With the election over, currency trading strategies need to be cognizant of expectations with the following four fundamental and psychological forces:
1- Super Dollar Bullish Sentiment
In 2017, as the Federal Reserve Bank moves on its roadmap to increase US rates, traders should look to be long the US Dollar. A stronger dollar is likely to continue if the Federal Reserve signals a potential to increase rates more than once in 2017. These fundamentals on the roadmap for increased rates existed before the Trump victory. But a Trump Presidency gives ascendency to a bullish “Trumpeconomics” psychology from expectations of strong fiscal stimulus focusing on infrastructure. The result is a super bullish expectation wave. A bullish fundamental push on the US Dollar is therefore the overall direction of the US Dollar in the coming year. Keep in mind that a stronger dollar wave will also weaken the other currency pairs. A key consequence is that Central Bank rate decisions in 2017 will likely shift away from further cuts and greater monetary stimulation as they welcome a stronger dollar providing opportunities to import inflation. The US Dollar bull is doing the job for the other central banks.
2-The Great Yen Weakening
Traders should pay attention to the USDJPY. In 2016 having probed near 100 several times, the Yen has shown that fundamentally and psychologically, it cannot be too strong for too long. Safe-haven strengthening of the Yen is temporary in nature as its economy suffers from negative interest rates. On November 3rd, the USDJPY was 102.98 and as of November 15th, the USDJPy rose to 109.13. As of November 21st the Yen further weakened against the US Dollar to over 110. This is extraordinary. Again, to confirm that the Yen weakening was not a relief rally, but more substantial, the USDJPY pair reached Therefore, traders should look to buy the USDJPY on dips to 115 with further targets to 121.

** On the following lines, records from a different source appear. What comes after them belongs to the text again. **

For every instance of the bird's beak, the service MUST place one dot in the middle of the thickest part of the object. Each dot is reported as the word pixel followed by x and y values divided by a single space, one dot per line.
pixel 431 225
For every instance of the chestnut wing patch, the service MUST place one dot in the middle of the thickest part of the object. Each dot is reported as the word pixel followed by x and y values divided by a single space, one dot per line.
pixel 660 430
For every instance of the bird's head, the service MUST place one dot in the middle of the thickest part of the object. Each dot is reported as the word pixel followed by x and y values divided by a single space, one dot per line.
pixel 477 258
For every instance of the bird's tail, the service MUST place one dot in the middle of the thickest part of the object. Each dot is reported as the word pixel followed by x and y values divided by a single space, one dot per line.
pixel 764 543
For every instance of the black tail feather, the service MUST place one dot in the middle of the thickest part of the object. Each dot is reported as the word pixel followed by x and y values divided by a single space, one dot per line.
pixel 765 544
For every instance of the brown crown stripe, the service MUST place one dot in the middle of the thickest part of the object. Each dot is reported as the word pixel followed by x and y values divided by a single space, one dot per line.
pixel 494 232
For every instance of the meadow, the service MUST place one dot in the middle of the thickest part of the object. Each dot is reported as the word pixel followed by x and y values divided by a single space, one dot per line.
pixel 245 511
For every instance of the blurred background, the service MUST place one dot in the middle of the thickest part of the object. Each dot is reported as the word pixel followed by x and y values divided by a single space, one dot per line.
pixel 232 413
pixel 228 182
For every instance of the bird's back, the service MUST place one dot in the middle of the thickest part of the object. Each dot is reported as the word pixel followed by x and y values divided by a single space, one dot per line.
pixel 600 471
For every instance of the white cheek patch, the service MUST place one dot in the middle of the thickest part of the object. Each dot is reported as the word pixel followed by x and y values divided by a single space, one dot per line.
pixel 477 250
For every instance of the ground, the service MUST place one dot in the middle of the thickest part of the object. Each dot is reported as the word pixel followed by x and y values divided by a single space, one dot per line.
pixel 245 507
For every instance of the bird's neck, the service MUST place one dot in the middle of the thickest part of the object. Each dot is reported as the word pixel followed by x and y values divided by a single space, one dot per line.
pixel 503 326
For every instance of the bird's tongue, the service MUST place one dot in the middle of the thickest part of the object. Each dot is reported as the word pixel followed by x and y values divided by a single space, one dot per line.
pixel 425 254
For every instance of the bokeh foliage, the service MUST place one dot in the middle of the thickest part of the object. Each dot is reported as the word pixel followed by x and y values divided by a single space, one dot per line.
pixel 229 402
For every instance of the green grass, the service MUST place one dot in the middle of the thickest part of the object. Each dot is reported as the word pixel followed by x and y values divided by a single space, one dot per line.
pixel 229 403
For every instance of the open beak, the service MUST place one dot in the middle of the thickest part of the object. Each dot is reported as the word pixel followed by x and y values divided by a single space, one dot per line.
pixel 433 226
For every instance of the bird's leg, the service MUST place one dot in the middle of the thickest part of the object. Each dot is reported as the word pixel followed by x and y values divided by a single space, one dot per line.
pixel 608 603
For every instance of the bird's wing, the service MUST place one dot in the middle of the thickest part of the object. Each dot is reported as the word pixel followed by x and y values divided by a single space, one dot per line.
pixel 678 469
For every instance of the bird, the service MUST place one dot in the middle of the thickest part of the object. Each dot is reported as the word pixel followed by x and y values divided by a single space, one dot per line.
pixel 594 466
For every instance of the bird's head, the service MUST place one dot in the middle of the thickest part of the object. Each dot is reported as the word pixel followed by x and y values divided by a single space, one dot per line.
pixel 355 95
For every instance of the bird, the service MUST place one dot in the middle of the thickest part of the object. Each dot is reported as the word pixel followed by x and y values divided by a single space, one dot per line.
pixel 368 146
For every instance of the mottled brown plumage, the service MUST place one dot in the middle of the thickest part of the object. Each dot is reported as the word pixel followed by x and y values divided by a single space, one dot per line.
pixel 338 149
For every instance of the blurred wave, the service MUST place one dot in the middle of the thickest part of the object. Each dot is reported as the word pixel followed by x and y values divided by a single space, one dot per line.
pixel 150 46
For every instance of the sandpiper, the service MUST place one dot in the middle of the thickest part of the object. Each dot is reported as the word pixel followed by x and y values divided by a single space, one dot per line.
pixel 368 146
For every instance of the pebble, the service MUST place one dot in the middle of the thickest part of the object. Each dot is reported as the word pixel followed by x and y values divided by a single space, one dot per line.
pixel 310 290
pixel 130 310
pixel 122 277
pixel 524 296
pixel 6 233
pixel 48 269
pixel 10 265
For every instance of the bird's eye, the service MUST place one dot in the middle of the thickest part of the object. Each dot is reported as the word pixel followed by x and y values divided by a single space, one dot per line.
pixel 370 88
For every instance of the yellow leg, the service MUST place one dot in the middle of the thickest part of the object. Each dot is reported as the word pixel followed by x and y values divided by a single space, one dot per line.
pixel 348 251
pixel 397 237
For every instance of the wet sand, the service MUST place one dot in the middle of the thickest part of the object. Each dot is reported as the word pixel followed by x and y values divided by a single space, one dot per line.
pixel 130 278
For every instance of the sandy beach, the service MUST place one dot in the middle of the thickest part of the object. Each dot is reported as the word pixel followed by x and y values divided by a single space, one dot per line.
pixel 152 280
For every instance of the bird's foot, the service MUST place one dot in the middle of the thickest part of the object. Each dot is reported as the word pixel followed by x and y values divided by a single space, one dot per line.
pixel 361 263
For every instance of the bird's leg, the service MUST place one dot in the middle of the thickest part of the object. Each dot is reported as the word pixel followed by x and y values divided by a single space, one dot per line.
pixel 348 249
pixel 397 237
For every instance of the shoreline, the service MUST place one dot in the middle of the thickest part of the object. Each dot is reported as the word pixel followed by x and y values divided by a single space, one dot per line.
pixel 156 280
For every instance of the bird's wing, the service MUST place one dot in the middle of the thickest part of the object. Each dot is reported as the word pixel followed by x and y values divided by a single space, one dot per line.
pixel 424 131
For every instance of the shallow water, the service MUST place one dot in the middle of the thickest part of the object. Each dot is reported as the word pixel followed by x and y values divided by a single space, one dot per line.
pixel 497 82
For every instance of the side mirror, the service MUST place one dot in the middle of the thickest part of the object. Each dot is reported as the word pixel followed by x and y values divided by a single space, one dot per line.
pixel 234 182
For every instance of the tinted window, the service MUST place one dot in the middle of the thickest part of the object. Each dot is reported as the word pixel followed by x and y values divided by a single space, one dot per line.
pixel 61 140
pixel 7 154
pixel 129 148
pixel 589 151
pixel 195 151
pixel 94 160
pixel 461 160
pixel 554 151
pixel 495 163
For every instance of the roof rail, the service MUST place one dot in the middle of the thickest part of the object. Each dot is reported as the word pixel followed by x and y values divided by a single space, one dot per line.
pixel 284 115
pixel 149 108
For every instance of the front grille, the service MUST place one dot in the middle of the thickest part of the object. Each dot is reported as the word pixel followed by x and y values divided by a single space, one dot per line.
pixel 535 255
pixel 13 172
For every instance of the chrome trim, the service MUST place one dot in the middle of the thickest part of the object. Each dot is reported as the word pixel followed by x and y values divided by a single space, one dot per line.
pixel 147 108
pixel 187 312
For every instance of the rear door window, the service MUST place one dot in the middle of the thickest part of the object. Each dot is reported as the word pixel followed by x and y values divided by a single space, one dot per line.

3- The EURUSD: Target Parity with the US Dollar
The Trump Dollar bull will also generate a great opportunity to take the EURUSD much lower to parity with the US Dollar. There are two forces therefore that will cause this bearish move. The first is the low inflation in the Eurozone, which is at about 0.5%. Currencies that have such a low inflation, just cannot be strong against the US Dollar for too long. The second force is the US Dollar as it strengthens into 2017. Traders have the opportunity to go for a 500 pip and greater move to sell EURUSD to parity.
4- The China-Trump Factor
Once again we need to apply the lesson learned on election night, that psychological expectations are a key component of fundamental forces. The conventional wisdom is a very bearish outlook for Sino-US relations. There is no doubt that there is an imbalance of expectations. Trumpeconomics wants a stronger RMB against the US Dollar to decrease China’s comparative advantage on export prices. A stronger RMB would, to some extent, stimulate domestic US competition with Chinese manufacturing.
In contrast, the Chinese want a stable economy and need export stimulation. Also, it is important to note that the RMB can strengthen against a basket of currencies, yet still weaken against the Dollar. The result is certainly an element of on-going “risk” and “uncertainty”. There is even talk about a “tradewar” where US tariffs are imposed on Chinese goods. The gauge to watch for traders will be volatility in the Shanghai Index (SHCOMP) which will be sensitive to the balance of expectations in this potential Trump-China conflict. Traders, however, should try not to blindly follow conventional wisdom in this area. The new administration will likely look to make short-term “deals” on China trade relations. If successful, a Bullish reaction is an unexpected, but highly likely outcome.
The best way to describe the outlook for 2017 is that all signs point to the emergence of the Super US Dollar Bull from both fundamental and psychological force perspectives. Of course, traders can trade in either direction on appropriate entry and exit strategies. Yet, it’s good to remind ourselves of the old adage that “the trend is your friend-unless it is at an end!”